There's another side of America that gets put on display by football—our fondness for the modern corporate structure. Most sports have small teams of a dozen or two players, but with separate squads for offense, defense and special teams, NFL teams have 53 players and hordes of coaches, trainers and doctors to make sure the players memorize the playbook and don't get arrested or killed. NFL Head Coaches aren't coaches in the ordinary sense. They're more like CEOs overseeing a vast organization with a number of valuable but ultimately replaceable employees.

And NFL players are definitely viewed as replaceable. Every offseason, veteran players are tossed aside in favor of fourth- and fifth-round draft picks, and there's no team in the NFL that hangs on to players for sentimental reasons. Richard Seymour, who was one of the main reasons the New England Patriots won all of those Super Bowls, just got shipped across the country to Oakland. and Fred Taylor, the Jacksonville Jaguars' all-time leading rusher, just got cut outright.

More than most athletes, NFL players are treated as faceless commodities. A few players—mostly quarterbacks—become the “face” of the league (coincidentally, that face is white more often than not) by appearing in commercials and getting media attention.

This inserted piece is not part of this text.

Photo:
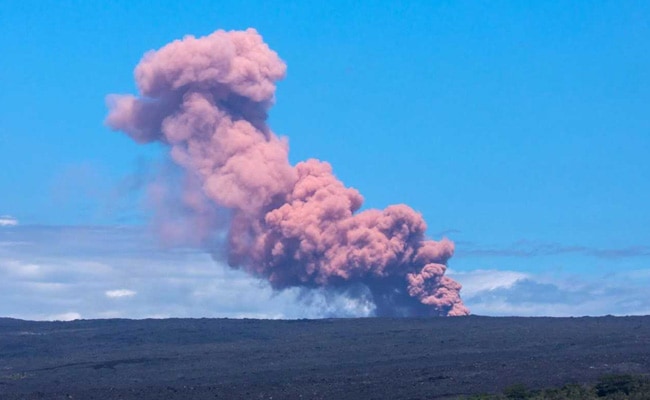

These players sell jerseys and put asses in the increasingly overpriced seats, while the vast majority of their colleagues remain anonymous, hidden behind pads and helmets every time they're on TV. No one buys their jerseys or gets their autographs, they play for a few years, acquire some broken bones and concussions, and then they die young—the average lifespan for an NFL player is 20 years shorter than the national average, despite all that money they have to buy health care with.

It sounds harsh, but the NFL really doesn't care about its players. If they did, they would have gone to lengths to provide them health care after retirement, or at least require current players to wear the concussion-resistant helmets that just got invented. (At least those helmets are allowed on the field now.) Boring, complex sports are one thing, but a boring, complex sport where the teams are run, consciously, as heartless corporations—that, to quote Vince Lombardi, sucks big fat engorged donkey dicks.